- Theatrical release poster
- Directed by: Mitchell Leisen
- Written by: Norman Krasna
- Produced by: Mitchell Leisen Harry Tugend
- Starring: Claudette Colbert Fred MacMurray Cecil Kellaway
- Cinematography: Charles Lang
- Edited by: Doane Harrison
- Music by: Sam Coslow Victor Young
- Production company: Paramount Pictures
- Distributed by: Paramount Pictures
- Release date: December 20, 1944;
- Running time: 90 minutes
- Country: United States
- Language: English
- Budget: $1.2 million

= Practically Yours =

1944 film by Mitchell Leisen

Practically Yours is a 1944 American romantic comedy film directed by Mitchell Leisen and starring Claudette Colbert and Fred MacMurray and Cecil Kellaway. Written by Norman Krasna, it was produced and distributed by Paramount Pictures.

==Plot==
When a young pilot, Daniel Bellamy, is presumed dead after crash-bombing an enemy aircraft carrier, the footage of the crash and his presumably final reminiscence of walking in the park with 'Piggy' and kissing her on the nose is sent back home. A typographical error in transcribing his words becomes a tribute to heroism, while a girl who worked in his office, Peggy, is thought to be the object of his secret love. However, Dan returns home and in order to save embarrassment for both the girl and himself, he tries to maintain the pretense. Dan reveals that he was not speaking of a girl but of his dog. A series of comical mishaps ensue, leading to a resolution of the misunderstanding.

==Cast==
- Claudette Colbert as Peggy Martin
- Fred MacMurray as Daniel Bellamy
- Gil Lamb as Albert W. Beagell
- Cecil Kellaway as Marvin P. Meglin
- Robert Benchley as Judge Robert Simpson
- Tom Powers as Commander Harry Harpe
- Jane Frazee as Musical comedy star
- Rosemary DeCamp as Ellen Macy
- Isabel Randolph as Mrs. Meglin
- Mikhail Rasumny as LaCrosse
- Isabel Withers as 	Grace Mahoney
- George Carleton as Hardy
- Arthur Loft as Uncle Ben Bellamy
- Will Wright as 	Senator Cowling
- Donald MacBride as 	Sam
- Charles Quigley as George Macy
- Stanley Andrews as Shipyard Official
- Hugh Beaumont as Film-Cutter
- Hillary Brooke as 	Stenographer
- Kitty Kelly as Wife
- Louise LaPlanche as 	Attractive Girl
- Yvonne De Carlo as 	Office Clerk

==Production==
The film was based on an original story by Norman Krasna. He had written a film called Bachelor Party that was produced by Buddy DeSylva, who had since become head of production at Paramount. In September 1943, Paramount bought Practically Yours from Krasna. He had written the story in his spare time while on duty for the armed services in Los Angeles.

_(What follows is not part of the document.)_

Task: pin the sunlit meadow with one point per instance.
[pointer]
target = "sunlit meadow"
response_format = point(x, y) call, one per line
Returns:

In December 1943, Paramount announced the stars as Fred MacMurray and Paulette Goddard with George Marshall as director and Harry Tugend as producer. In January 1944, Goddard left for an army camp tour and her role was taken by Claudette Colbert. Mitchell Leisen replaced Marshall as director. Filming started in January 1944.

==Reception==
The Los Angeles Times said the film "maybe ... isn't quite big time, but it has the look."

In a contemporary review for The New York Times, critic Bosley Crowther called the film "a curiously thick-skinned little comedy" but with "the ugly contours of a most callous and inhuman jest." Crowther was uneasy with the film's premise given the state of the warring world at the time, writing: "[T]he crocodile-tearful provocation which Norman Krasna used for the yarn is decidedly tasteless and unworthy. This is no time to joke about grief."

==Radio adaptation==
Practically Yours was presented on Broadway Playhouse December 3, 1952. The 30-minute adaptation starred Gloria DeHaven.

==Bibliography==
- Dick, Bernard F. Claudette Colbert: She Walked in Beauty. University Press of Mississippi, 2008.
- Milberg, Doris. The Art of the Screwball Comedy: Madcap Entertainment from the 1930s to Today. McFarland, 2013.